Traditionally, AHR’s role has been understood in the context of mediating the effects of environmental carcinogens, such as polycyclic aromatic hydrocarbons and dioxins [9]. Upon ligand binding, AHR translocates to the nucleus, where it dimerizes with the AHR Nuclear Translocator (ARNT) and binds to specific DNA sequences known as xenobiotic response elements (XREs), regulating the expression of target genes. These genes include cytochrome P450 enzymes involved in xenobiotic metabolism, and genes associated with cell proliferation, differentiation, and apoptosis [10]. However, recent research has expanded the significance of AHR beyond its role in xenobiotic metabolism, suggesting its involvement in tumorigenesis in various cancers, including prostate cancer [11-12].
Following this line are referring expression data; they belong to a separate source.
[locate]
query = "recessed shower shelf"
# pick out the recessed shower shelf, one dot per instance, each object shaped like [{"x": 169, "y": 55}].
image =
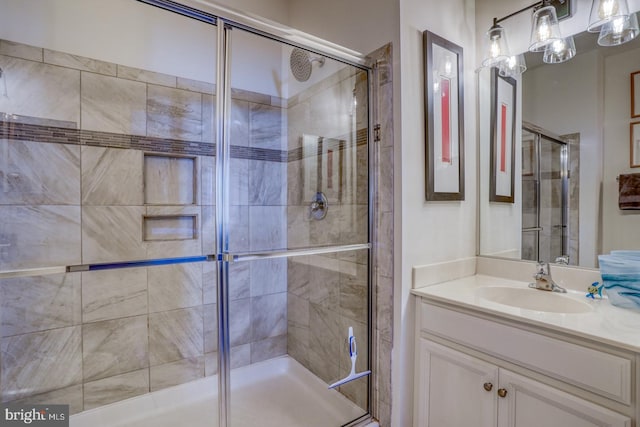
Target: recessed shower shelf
[{"x": 170, "y": 180}]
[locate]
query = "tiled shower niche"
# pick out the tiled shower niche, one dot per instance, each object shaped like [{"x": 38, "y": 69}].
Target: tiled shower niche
[{"x": 113, "y": 163}]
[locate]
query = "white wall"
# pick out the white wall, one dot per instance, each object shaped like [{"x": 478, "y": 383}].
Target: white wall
[
  {"x": 621, "y": 229},
  {"x": 567, "y": 98},
  {"x": 431, "y": 231},
  {"x": 131, "y": 33}
]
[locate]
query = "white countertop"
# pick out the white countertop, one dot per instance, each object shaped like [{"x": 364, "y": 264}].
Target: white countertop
[{"x": 605, "y": 323}]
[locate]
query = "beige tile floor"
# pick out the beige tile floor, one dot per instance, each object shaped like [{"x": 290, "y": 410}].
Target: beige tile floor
[{"x": 275, "y": 393}]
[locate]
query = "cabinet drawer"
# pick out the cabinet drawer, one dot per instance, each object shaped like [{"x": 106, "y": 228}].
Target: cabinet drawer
[{"x": 597, "y": 371}]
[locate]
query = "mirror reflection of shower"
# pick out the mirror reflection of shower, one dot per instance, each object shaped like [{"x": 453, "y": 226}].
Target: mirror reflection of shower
[
  {"x": 301, "y": 64},
  {"x": 3, "y": 84}
]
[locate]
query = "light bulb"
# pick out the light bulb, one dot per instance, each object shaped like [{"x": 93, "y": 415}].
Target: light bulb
[
  {"x": 618, "y": 25},
  {"x": 608, "y": 8},
  {"x": 544, "y": 30},
  {"x": 558, "y": 46},
  {"x": 494, "y": 49}
]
Importantly, AHR signaling has been shown to influence several aspects of prostate cancer progression, including AR signaling, cell proliferation, and invasiveness [13]. AHR expression is upregulated in androgen-independent prostate cancer cells, indicating its role in maintaining hormone-independent proliferation, a characteristic associated with more aggressive and treatment-resistant forms of prostate cancer [14]. Furthermore, AHR has been linked to the regulation of inflammatory pathways and immune responses within the tumor microenvironment, both of which are known to significantly influence cancer progression and may vary across different ethnic groups [15-16].
Differences in AHR signaling pathways may contribute to the observed ethnic disparities in prostate cancer outcomes. Recent studies suggest that AA men may exhibit higher levels of AHR expression in prostate cancer tissues, potentially contributing to more aggressive tumor behavior [17]. Genetic studies have identified certain AHR variants that are more prevalent in AA populations, suggesting a potential genetic basis for the differences in AHR activity and its impact on prostate cancer development [18]. These findings underscore the need for a more nuanced understanding of AHR’s role in prostate cancer, particularly in the context of ethnic diversity.
Beyond its interaction with AR signaling, AHR has also been shown to engage with other cancer-relevant signaling pathways, including the Wnt/β-catenin, NF-κB, and MAPK pathways [19]. These pathways regulate key processes such as cell proliferation, survival, and migration, and their dysregulation has been implicated in the development and progression of various malignancies, including prostate cancer [20]. Investigating AHR signaling in the context of ethnic disparities is crucial, as the interaction between AHR and these pathways may contribute to the variability in prostate cancer development among different ethnic groups [21].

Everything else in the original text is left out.